Robotcop: It's the Law

← Back to Stories (view on slashdot.org)

Posted by michael on Monday March 11, 2002 @10:27AM from the you-have-ten-seconds-to-comply dept.

Voivod writes: "Inspired by the recent Slashdot and Evolt discussions about Blocking Bad Spiders, we set out to write an Apache module that solves this problem. The result is Robotcop and it's ready for action. We believe that it's the best solution to protecting Apache webservers from spiders currently available. Install it and help us make life hell for e-mail harvesting software!"

3 of 54 comments (clear)

Min score:

Reason:

Sort:

What about spoofing spiders? by regen · 2002-03-11 10:52 · Score: 3, Interesting

It's an interesting idea, but it looks like the spiders have to be well behaved to get caught. If the spider never reads the robots.txt file and it claims to be a friendly user agent (not a spider) it seems the only way it could get caught is if it falls into a trap directory. This doesn't seem likely.
How do you prevent users from finding and falling into a trap directory? It seems like it wouldn't be that difficult to write a spider to get around the restrictions imposed by robotcop.
Am I missing something?

--
The Economics of Website Security
Re:Arms Races by J'raxis · 2002-03-12 07:22 · Score: 2, Interesting

What about a bot set to change user-agents on the fly? Just collect the few most-popular UAs from other peoples website logs, and use each one at random. Add in a list of open proxies to bounce through and you have a nearly undetectable spider at work.

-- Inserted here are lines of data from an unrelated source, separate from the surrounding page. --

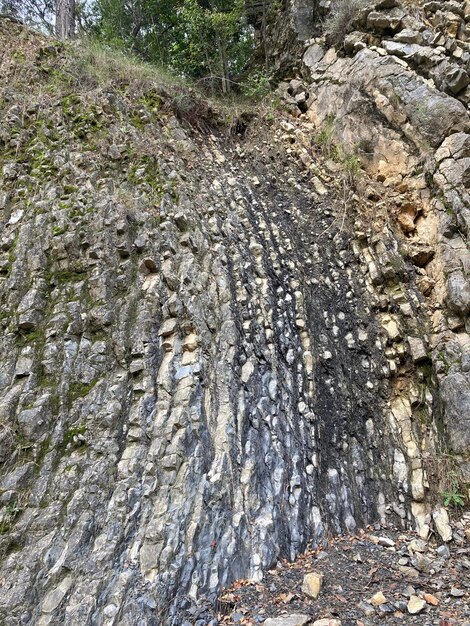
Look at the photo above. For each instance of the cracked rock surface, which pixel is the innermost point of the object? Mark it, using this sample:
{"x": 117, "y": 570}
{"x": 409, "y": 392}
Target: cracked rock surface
{"x": 197, "y": 372}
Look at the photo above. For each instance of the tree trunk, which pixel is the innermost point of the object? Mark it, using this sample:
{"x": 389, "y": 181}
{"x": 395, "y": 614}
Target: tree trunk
{"x": 65, "y": 19}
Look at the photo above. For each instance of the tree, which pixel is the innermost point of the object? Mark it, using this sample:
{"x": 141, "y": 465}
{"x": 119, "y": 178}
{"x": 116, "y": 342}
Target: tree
{"x": 65, "y": 14}
{"x": 146, "y": 27}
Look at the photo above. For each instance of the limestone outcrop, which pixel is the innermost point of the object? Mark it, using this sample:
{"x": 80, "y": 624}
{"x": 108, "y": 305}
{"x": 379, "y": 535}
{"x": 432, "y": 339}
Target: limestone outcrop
{"x": 210, "y": 358}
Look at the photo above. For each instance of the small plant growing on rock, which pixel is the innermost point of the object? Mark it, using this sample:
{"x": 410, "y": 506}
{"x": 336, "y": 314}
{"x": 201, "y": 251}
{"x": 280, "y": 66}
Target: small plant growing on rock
{"x": 340, "y": 20}
{"x": 452, "y": 497}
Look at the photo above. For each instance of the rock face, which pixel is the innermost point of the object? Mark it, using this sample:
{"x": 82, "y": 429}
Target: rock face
{"x": 396, "y": 97}
{"x": 193, "y": 381}
{"x": 200, "y": 356}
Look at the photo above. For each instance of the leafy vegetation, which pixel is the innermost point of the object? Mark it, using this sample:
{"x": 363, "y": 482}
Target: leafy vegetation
{"x": 210, "y": 41}
{"x": 451, "y": 495}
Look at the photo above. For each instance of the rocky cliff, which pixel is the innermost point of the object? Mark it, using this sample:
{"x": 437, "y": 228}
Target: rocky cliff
{"x": 218, "y": 349}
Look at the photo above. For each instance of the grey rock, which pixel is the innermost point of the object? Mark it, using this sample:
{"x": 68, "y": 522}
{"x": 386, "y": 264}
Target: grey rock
{"x": 458, "y": 293}
{"x": 288, "y": 620}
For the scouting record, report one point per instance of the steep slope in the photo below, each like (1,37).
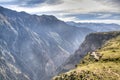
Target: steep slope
(106,68)
(98,27)
(92,42)
(38,44)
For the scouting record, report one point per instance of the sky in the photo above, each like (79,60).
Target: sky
(98,11)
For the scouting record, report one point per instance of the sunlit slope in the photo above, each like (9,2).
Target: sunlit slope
(107,68)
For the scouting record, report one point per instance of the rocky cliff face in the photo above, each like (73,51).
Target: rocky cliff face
(35,45)
(92,42)
(92,68)
(98,27)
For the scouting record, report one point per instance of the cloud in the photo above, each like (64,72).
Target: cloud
(75,10)
(31,3)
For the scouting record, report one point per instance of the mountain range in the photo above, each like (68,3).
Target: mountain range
(32,47)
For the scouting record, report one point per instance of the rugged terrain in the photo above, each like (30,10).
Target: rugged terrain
(106,68)
(32,47)
(35,45)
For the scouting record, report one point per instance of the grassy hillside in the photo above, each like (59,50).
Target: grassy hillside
(107,68)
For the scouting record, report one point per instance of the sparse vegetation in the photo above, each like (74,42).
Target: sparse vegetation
(107,68)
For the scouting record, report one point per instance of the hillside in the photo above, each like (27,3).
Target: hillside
(35,44)
(106,68)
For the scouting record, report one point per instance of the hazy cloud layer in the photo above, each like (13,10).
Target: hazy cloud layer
(69,10)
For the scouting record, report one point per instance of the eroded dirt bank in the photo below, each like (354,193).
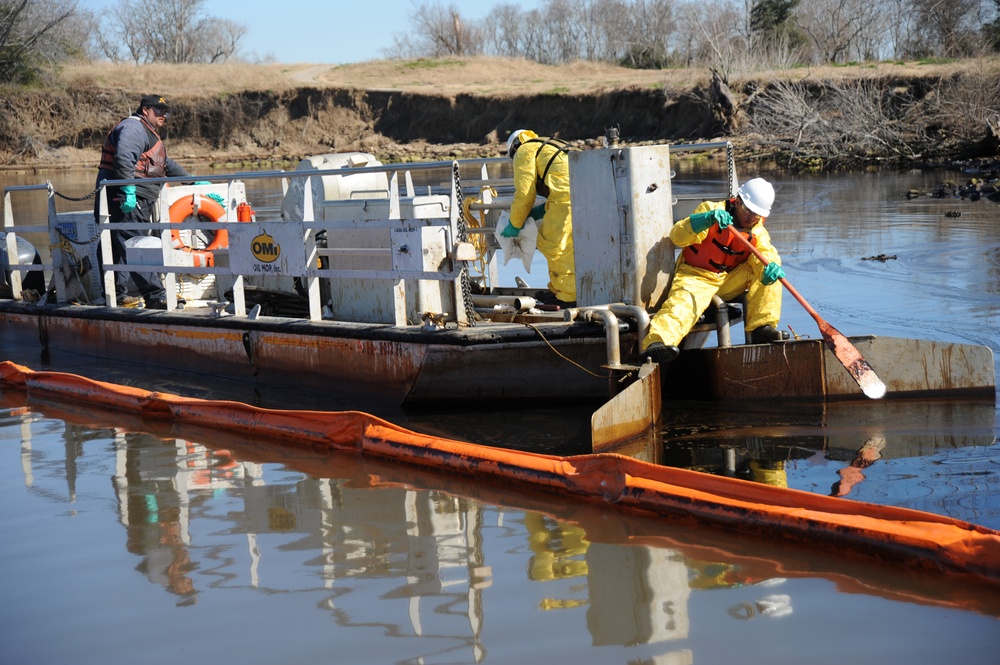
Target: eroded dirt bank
(50,128)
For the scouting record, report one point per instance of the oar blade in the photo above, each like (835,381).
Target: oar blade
(853,362)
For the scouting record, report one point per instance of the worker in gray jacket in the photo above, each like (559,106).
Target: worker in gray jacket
(133,149)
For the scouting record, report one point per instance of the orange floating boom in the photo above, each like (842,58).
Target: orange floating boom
(897,535)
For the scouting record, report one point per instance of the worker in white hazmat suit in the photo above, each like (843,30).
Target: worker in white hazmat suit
(713,262)
(542,169)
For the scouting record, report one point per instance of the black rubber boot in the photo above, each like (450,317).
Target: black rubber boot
(660,353)
(766,335)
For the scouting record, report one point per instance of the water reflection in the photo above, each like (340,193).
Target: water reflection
(406,552)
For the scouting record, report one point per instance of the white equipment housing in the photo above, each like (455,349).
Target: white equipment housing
(622,206)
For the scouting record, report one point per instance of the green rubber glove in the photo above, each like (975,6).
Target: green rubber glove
(702,220)
(510,231)
(129,203)
(772,273)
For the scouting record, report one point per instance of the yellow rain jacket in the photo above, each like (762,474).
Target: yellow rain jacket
(555,232)
(692,288)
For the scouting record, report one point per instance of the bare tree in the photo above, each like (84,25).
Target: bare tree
(39,32)
(837,27)
(949,28)
(502,30)
(175,31)
(442,31)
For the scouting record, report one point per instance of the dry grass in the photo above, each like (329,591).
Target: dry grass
(453,75)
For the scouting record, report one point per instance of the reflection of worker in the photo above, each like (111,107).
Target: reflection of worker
(541,168)
(712,262)
(133,149)
(852,474)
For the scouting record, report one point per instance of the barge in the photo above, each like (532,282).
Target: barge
(384,283)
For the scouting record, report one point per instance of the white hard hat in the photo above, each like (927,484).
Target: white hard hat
(758,195)
(515,136)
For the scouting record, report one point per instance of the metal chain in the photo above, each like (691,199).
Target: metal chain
(731,162)
(463,236)
(77,198)
(81,243)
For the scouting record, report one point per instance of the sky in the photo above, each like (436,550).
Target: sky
(324,31)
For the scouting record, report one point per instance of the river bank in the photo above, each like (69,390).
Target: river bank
(884,116)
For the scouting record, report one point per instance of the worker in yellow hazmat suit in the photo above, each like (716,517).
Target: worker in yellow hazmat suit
(542,169)
(713,262)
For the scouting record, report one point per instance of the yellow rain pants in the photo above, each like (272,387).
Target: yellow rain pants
(555,232)
(691,289)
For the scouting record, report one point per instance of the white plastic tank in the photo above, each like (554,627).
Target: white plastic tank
(334,187)
(622,213)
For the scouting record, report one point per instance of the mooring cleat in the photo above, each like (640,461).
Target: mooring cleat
(767,334)
(660,353)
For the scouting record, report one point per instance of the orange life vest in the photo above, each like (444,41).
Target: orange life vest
(151,164)
(719,252)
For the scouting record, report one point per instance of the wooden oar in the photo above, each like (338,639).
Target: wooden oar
(846,353)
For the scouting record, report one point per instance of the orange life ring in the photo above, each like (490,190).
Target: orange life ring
(202,206)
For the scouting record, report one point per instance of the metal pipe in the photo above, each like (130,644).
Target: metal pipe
(722,322)
(635,313)
(520,303)
(631,312)
(610,322)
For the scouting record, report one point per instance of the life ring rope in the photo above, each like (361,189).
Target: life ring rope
(202,206)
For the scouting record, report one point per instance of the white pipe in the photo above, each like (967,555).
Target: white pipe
(520,303)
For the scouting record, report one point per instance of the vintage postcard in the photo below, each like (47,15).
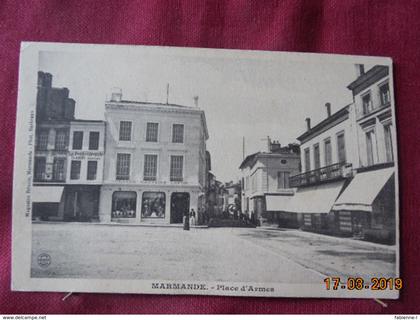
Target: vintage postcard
(165,170)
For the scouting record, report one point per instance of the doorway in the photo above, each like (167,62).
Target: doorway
(180,204)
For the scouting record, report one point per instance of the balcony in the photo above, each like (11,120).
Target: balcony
(329,173)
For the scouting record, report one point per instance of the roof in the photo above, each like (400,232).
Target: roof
(327,121)
(152,103)
(366,79)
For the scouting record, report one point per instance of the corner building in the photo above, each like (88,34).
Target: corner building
(155,162)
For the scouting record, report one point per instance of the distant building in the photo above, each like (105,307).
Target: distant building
(265,180)
(368,202)
(68,156)
(155,162)
(328,154)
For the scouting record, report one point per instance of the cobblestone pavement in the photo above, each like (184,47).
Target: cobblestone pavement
(216,254)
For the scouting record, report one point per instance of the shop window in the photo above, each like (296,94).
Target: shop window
(317,157)
(75,169)
(153,205)
(42,140)
(176,170)
(61,140)
(77,140)
(124,204)
(40,165)
(150,167)
(388,143)
(178,133)
(152,132)
(125,131)
(58,169)
(328,152)
(123,166)
(384,93)
(93,140)
(341,148)
(307,160)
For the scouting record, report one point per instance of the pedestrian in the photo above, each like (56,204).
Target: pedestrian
(186,220)
(192,217)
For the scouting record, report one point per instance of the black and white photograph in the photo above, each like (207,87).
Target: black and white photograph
(167,170)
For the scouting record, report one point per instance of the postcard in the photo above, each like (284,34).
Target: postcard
(166,170)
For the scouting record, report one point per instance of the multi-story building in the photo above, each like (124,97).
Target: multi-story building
(371,211)
(68,161)
(85,169)
(155,162)
(265,180)
(329,153)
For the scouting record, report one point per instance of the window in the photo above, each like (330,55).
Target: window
(42,141)
(152,132)
(307,160)
(384,94)
(341,147)
(366,103)
(150,167)
(75,169)
(77,140)
(125,130)
(283,180)
(58,169)
(388,143)
(92,168)
(176,173)
(61,140)
(40,164)
(93,140)
(317,157)
(328,153)
(124,204)
(178,133)
(370,145)
(123,166)
(153,205)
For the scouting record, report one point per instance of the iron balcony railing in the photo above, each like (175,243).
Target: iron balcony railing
(328,173)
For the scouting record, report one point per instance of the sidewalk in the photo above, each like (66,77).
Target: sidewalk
(165,225)
(347,241)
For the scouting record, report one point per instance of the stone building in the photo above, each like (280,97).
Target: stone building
(155,162)
(265,180)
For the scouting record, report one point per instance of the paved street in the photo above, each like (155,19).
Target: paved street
(217,254)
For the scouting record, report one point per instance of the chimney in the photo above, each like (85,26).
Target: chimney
(116,94)
(308,123)
(360,69)
(328,106)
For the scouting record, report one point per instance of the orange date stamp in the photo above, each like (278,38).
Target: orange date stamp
(358,283)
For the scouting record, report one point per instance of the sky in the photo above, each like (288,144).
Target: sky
(243,96)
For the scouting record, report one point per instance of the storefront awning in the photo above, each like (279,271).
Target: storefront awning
(316,199)
(47,193)
(363,190)
(278,202)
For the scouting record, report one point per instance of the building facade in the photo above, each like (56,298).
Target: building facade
(265,179)
(155,162)
(372,212)
(68,158)
(329,152)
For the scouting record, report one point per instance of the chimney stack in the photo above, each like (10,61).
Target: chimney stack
(308,123)
(116,95)
(360,69)
(328,106)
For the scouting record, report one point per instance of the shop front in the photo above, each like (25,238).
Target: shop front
(146,204)
(369,213)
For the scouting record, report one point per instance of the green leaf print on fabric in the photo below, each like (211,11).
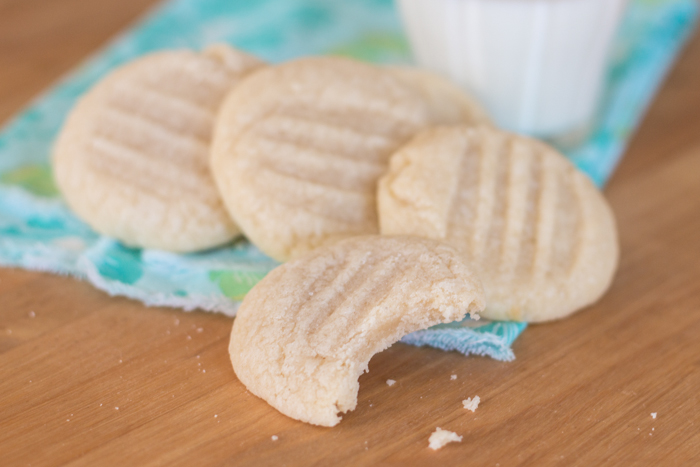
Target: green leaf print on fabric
(121,264)
(36,179)
(376,47)
(235,284)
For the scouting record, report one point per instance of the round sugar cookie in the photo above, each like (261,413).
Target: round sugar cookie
(298,148)
(132,159)
(538,233)
(304,334)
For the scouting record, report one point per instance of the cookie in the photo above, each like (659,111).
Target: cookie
(538,233)
(299,147)
(306,332)
(132,157)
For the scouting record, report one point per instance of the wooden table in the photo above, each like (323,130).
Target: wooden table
(86,379)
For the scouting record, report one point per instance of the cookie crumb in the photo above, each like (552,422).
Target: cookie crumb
(441,437)
(471,404)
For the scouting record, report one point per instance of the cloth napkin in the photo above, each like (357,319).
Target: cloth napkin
(38,232)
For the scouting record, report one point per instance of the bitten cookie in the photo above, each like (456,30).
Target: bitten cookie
(538,233)
(299,147)
(306,332)
(132,157)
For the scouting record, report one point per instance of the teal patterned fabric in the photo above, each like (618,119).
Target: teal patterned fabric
(38,232)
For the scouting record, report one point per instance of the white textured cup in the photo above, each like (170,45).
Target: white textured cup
(536,65)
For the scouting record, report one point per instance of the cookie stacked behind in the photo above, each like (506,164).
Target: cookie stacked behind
(132,159)
(175,150)
(536,230)
(299,147)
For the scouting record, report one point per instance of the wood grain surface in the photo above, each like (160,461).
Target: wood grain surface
(86,379)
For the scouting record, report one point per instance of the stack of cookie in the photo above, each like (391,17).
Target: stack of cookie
(399,205)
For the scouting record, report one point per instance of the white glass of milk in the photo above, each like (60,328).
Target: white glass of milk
(537,66)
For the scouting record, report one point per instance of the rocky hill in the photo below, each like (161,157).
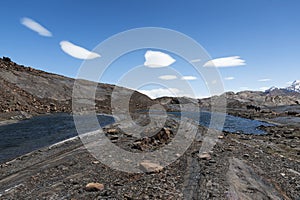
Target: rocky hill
(27,91)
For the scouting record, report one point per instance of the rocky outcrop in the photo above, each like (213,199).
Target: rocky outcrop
(36,92)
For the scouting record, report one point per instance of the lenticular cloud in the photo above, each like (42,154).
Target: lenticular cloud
(77,51)
(225,62)
(156,59)
(33,25)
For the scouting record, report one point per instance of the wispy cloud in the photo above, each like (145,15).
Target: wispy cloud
(188,78)
(77,51)
(195,60)
(225,62)
(244,88)
(33,25)
(156,59)
(264,88)
(229,78)
(264,80)
(168,77)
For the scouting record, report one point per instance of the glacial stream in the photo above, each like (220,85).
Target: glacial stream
(28,135)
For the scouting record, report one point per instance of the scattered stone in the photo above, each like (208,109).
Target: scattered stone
(205,156)
(94,187)
(246,155)
(150,167)
(112,131)
(221,137)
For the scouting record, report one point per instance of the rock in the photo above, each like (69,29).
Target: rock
(94,187)
(205,156)
(150,167)
(112,131)
(221,137)
(246,155)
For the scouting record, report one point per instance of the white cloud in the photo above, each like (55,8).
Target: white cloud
(188,78)
(229,78)
(33,25)
(225,62)
(264,88)
(195,60)
(264,80)
(168,77)
(77,51)
(156,59)
(244,88)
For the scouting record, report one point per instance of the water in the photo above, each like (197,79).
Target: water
(231,124)
(28,135)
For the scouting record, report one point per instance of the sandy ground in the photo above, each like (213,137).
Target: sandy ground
(237,167)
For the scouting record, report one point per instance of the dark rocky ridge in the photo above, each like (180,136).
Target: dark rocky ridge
(25,90)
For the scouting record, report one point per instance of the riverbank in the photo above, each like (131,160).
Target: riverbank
(244,166)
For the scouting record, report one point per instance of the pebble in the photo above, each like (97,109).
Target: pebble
(94,187)
(204,156)
(150,167)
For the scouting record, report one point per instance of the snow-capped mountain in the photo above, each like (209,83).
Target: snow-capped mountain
(294,87)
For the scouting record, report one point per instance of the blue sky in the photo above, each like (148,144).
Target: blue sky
(263,33)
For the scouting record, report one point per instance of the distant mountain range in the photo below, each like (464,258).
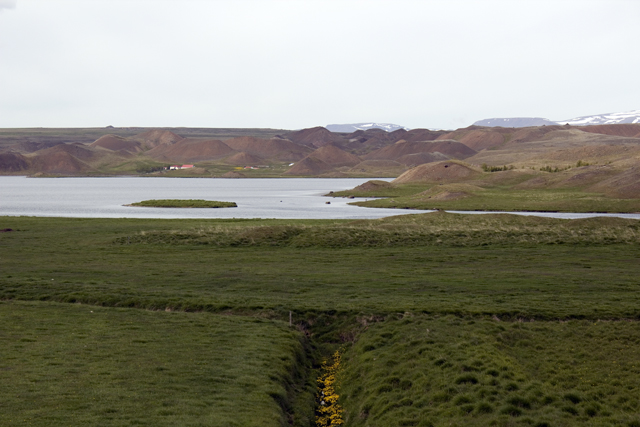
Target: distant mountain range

I believe I can do this in about a dozen lines of Perl.

Maybe you could thwart this by seeing if there are traversal patterns coming from all over the place ("GET /a" from 1.2.3.4, "GET /a/a.html" from 6.7.8.9, "GET /b" from 45.56.56.67, and so on, but that seems like a lot of work and could again be defeated by some randomization.

--
Liberty in your lifetime
good for FTP sites by eufaula · 2002-03-12 07:35 · Score: 2, Interesting

on my network we have a http and ftp mirror of the Linux Kernel Archives (ftp3.us.kernel.org/www1.us.kernel.org), OpenBSD, Project Gutenberg, and ProFTPD. we have several distro's in both ISO's and loose files, and all told, over 100gb of data. these damn webbots crawl our site and index it, which takes DAYS, and seriously interferes with our ability to provide a useful http mirror. at one point recently, an altavista webbot was using about 10% of our T-1 and filled up /var with access_logs in a few hours. its only gotten worse. i started blocking the bots based on their browser match type and it has helped a ton. but the only problem with this method is that i have to go through it every day or 2 to keep current. this module looks to do exactly what i need. it wont be foolproof, but will save me and countless others a ton of grunt work.

if you do happen to visit the site, the stupidspider and dumbbot dir/file are part of my currrent spider trap. just thought that i'd warn you.